Moreira Vanessa, Gutiérrez José María, Amaral Rafaela Bacci, Zamunér Stella Regina, Teixeira Catarina de Fátima Pereira
Laboratorio de Farmacologia, Instituto Butantan, Av. Vital Brasil, 1500, CEP 05503-900, Sao Paulo, SP, Brazil.
Prostaglandins Leukot Essent Fatty Acids. 2009 Feb-Mar;80(2-3):107-14. doi: 10.1016/j.plefa.2008.11.009. Epub 2009 Jan 19.

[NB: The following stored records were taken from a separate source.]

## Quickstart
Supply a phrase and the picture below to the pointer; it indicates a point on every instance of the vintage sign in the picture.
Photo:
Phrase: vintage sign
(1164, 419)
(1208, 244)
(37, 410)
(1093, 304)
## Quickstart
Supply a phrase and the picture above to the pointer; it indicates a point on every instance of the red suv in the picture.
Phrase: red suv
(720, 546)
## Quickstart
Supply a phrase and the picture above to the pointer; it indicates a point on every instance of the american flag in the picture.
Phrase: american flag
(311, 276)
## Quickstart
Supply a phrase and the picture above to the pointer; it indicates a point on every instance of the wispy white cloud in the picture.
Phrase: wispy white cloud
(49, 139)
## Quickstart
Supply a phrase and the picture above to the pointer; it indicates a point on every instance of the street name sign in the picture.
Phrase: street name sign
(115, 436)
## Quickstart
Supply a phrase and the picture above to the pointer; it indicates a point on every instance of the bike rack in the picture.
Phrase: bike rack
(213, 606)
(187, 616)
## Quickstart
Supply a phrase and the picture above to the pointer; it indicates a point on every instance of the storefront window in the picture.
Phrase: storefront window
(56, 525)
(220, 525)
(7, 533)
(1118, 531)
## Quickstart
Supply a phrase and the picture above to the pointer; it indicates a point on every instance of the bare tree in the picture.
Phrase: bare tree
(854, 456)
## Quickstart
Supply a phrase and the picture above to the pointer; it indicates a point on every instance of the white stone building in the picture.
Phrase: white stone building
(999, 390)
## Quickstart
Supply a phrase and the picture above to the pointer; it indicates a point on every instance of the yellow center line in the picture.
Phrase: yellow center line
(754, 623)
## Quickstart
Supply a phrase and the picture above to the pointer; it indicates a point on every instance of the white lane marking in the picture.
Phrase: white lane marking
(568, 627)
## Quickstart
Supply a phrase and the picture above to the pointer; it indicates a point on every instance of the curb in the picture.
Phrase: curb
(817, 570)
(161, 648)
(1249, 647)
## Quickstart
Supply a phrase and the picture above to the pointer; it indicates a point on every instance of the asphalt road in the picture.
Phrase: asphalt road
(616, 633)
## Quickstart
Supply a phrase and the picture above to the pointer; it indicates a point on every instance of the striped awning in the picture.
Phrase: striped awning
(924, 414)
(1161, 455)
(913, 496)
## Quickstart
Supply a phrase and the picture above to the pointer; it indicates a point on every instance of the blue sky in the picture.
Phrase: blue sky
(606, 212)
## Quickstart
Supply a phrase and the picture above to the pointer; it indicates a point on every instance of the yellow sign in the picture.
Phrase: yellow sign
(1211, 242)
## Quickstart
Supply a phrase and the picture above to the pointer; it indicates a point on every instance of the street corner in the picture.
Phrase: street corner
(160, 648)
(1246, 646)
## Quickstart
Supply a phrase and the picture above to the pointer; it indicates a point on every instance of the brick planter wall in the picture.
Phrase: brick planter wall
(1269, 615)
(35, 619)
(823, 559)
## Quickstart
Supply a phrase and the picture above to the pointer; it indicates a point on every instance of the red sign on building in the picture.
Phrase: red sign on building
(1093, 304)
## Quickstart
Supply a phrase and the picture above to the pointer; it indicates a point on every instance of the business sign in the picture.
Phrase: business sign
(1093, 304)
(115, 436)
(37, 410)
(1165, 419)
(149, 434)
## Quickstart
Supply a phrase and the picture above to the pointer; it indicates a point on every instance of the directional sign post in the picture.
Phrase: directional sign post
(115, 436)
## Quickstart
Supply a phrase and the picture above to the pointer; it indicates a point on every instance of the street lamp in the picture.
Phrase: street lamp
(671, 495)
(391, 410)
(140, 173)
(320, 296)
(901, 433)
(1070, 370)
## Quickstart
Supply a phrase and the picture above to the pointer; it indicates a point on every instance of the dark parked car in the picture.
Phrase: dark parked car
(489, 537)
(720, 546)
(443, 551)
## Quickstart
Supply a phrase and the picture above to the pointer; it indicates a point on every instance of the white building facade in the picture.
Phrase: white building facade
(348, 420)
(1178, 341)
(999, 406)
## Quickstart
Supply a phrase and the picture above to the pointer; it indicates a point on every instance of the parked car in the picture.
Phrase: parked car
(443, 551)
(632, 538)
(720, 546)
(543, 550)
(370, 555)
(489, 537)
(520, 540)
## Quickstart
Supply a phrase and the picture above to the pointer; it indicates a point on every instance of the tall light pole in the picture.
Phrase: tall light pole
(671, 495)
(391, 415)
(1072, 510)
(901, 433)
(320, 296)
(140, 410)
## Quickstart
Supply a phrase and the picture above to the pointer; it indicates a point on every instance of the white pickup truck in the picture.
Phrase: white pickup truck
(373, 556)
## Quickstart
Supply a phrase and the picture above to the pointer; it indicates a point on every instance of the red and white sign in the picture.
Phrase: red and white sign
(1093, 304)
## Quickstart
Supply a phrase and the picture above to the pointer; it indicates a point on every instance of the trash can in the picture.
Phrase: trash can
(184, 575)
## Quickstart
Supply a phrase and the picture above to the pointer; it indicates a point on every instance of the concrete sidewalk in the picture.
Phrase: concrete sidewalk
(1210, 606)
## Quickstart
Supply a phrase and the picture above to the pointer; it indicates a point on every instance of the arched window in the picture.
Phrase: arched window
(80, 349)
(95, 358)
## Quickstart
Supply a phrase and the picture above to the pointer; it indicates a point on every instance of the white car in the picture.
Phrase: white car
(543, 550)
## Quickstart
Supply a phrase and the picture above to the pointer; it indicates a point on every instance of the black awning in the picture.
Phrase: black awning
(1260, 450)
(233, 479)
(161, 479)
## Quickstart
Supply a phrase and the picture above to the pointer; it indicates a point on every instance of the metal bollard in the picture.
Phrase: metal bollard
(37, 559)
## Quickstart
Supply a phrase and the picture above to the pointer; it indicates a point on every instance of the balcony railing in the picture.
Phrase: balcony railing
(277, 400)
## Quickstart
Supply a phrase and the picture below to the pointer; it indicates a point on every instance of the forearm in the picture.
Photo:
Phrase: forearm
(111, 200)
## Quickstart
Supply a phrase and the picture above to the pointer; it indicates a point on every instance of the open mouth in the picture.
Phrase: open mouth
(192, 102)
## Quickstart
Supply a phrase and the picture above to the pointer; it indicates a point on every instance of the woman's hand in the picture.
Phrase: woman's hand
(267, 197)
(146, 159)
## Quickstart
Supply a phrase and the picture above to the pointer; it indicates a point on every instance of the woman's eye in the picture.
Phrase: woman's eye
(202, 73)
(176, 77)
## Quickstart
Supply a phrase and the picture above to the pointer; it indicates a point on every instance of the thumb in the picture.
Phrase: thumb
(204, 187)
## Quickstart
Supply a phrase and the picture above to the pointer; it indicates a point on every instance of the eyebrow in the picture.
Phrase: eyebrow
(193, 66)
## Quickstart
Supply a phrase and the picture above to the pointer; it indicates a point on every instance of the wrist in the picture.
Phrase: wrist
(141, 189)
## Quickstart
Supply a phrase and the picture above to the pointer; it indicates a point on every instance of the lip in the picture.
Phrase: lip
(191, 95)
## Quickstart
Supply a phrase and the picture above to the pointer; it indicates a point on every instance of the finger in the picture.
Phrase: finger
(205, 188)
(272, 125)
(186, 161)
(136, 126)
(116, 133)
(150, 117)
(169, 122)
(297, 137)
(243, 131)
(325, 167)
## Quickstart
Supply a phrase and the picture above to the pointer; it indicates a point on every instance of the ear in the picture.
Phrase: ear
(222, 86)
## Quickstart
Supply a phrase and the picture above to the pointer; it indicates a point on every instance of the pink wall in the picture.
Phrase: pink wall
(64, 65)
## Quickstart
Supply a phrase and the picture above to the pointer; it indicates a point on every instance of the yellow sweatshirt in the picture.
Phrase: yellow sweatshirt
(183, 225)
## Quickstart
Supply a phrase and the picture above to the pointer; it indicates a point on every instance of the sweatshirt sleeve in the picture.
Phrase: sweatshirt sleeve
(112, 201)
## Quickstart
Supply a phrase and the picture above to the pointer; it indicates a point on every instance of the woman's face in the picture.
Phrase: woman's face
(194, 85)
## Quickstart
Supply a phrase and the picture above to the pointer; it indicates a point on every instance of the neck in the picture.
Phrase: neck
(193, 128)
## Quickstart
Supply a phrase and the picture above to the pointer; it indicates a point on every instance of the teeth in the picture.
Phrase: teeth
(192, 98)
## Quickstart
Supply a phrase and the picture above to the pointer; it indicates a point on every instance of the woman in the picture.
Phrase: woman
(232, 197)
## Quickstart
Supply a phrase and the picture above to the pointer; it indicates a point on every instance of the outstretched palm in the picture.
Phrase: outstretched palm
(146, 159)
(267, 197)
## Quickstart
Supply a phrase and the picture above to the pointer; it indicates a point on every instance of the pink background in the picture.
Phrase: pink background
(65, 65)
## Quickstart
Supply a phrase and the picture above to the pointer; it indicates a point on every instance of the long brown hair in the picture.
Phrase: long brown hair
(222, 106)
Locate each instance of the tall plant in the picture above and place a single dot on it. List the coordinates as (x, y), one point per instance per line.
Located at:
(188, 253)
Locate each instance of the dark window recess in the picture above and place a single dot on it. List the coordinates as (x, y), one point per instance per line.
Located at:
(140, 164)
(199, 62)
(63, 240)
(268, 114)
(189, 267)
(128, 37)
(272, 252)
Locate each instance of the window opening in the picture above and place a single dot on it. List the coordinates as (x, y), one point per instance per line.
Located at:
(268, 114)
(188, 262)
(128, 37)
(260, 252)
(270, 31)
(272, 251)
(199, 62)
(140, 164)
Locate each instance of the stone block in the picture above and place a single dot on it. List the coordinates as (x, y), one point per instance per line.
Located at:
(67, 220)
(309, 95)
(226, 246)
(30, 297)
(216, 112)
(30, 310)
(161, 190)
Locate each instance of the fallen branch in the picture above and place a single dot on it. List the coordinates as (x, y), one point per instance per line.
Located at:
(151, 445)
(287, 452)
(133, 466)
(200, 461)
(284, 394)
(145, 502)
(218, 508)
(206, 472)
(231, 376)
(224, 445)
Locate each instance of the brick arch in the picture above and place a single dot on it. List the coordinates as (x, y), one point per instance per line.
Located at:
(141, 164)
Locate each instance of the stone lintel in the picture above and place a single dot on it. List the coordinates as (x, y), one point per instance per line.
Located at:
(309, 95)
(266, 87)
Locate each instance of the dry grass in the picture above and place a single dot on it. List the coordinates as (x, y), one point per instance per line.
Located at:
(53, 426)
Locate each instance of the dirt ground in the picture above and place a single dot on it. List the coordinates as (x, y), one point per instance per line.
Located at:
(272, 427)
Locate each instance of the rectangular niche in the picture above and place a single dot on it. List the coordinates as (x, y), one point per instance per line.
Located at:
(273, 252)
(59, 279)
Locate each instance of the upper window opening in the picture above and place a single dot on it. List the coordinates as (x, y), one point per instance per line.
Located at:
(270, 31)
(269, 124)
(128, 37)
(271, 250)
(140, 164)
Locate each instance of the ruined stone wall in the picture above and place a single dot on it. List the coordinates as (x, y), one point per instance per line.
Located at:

In this study, the ability of Bothrops asper snake venom (BaV) to increase the production of prostaglandins PGE(2) and PGD(2) was assessed in a mouse model in vivo and in inflammatory cells in vitro. In addition, the expressions of COX-1 and COX-2 were assessed. BaV induced an increment in the in vivo synthesis of PGE(2) and PGD(2), together with an enhanced expression of COX-2, but not of COX-1. However, enzymatic activities of COX-1 and COX-2 were increased. Incubation of isolated macrophages and neutrophils with a sub-cytotoxic concentration of BaV in vitro resulted in increased release of PGE(2) and PGD(2) by macrophages and PGE(2) by neutrophils, concomitantly with an increment in the expression of COX-2, but not of COX-1 by both cell types. Our results demonstrate the ability of BaV to promote the expression of COX-2 and to induce the synthesis of proinflammatory prostaglandins. Macrophages and neutrophils may be important targets for this venom under in vivo situation.
在本研究中,在体内小鼠模型和体外炎症细胞中评估了矛头蝮蛇毒(BaV)增加前列腺素PGE(2)和PGD(2)产生的能力。此外,还评估了COX-1和COX-2的表达。BaV诱导体内PGE(2)和PGD(2)合成增加,同时COX-2表达增强,但COX-1未增强。然而,COX-1和COX-2的酶活性增加。体外将分离的巨噬细胞和中性粒细胞与亚细胞毒性浓度的BaV孵育,导致巨噬细胞释放PGE(2)和PGD(2)增加,中性粒细胞释放PGE(2)增加,同时两种细胞类型中COX-2的表达增加,但COX-1未增加。我们的结果证明了BaV促进COX-2表达和诱导促炎前列腺素合成的能力。在体内情况下,巨噬细胞和中性粒细胞可能是这种蛇毒的重要靶标。